Neonatology on the Web

Ueber Erwärmungsgeräthe für frühgeborene und schwächliche kleine Kinder (English)

www.neonatology.net

Ueber Erwärmungsgeräthe für frühgeborene und schwächliche kleine Kinder (English)

Information from the obstetric clinic in Leipzig
About warming devices for premature babies and weak little children
[Ueber Erwärmungsgeräthe für frühgeborene und schwächliche kleine Kinder]
By
Credé
(With 2 woodcuts.)
Archives of Gynecology 24:128-147, 1884.

For more than 20 years, a warming tub for newborn children that I devised has been in constant use in the Leipzig maternity hospital. It is not used for full-term, strong and healthy children, because as a rule they thrive sufficiently with good, plentiful nourishment through mother’s milk and with other careful care. On the other hand, the regular supply and maintenance of heat is of the greatest importance for sickly children weakened by birth, but especially for all premature children. All such children have been protected from harmful cooling in our “warming tub” and, as we shall see later, with very favorable results.

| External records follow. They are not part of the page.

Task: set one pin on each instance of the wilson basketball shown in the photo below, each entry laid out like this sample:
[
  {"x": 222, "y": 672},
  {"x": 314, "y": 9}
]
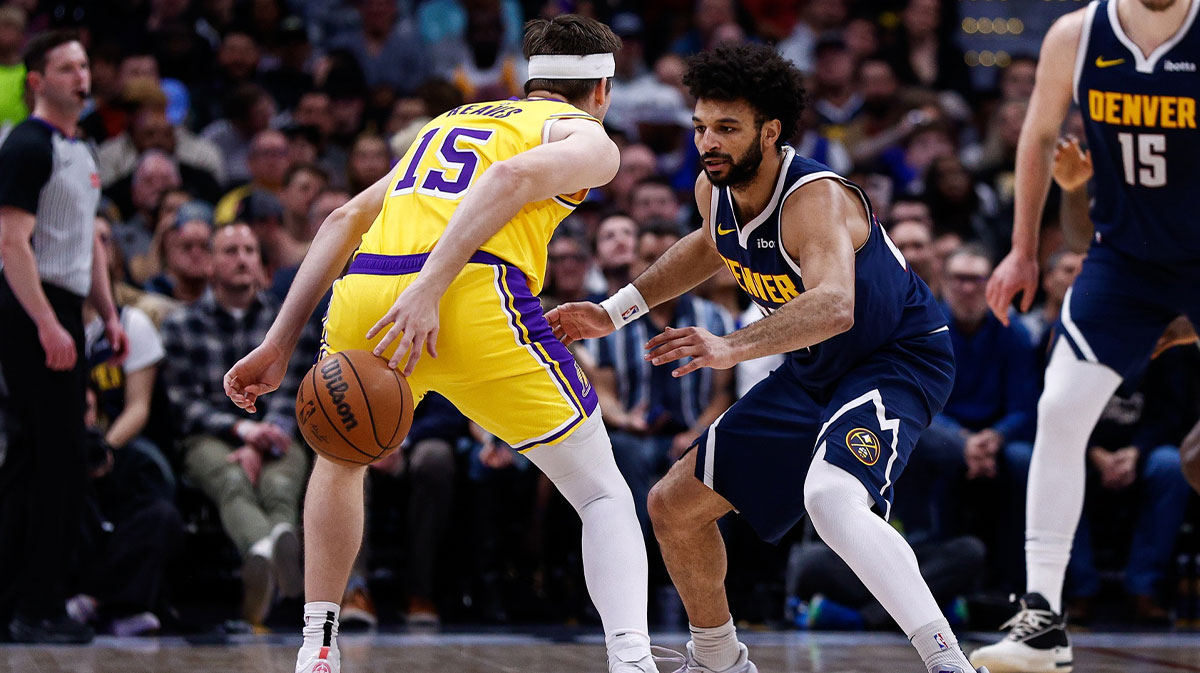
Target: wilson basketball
[{"x": 353, "y": 408}]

The procedure that has been generally used up to now, to keep newborn children warm with warm towels and beds, is cumbersome and very imperfect, but other procedures, namely the use of hot-water bottles and hot-water stones, the tight, excessive tying up, the lying of the children in the bed of the Mother and the like are dangerous and have frequently caused severe burns and fatal injuries and suffocation.

It was therefore necessary to create a device which avoids such evils and dangers while being simply built and easy to monitor. I believe that I succeeded in doing this right from the start, since I have had no reason to make any changes to it over the years. In the beginning there was only one hot tub in use in the institution here, but we have had three for years, which are sometimes not enough.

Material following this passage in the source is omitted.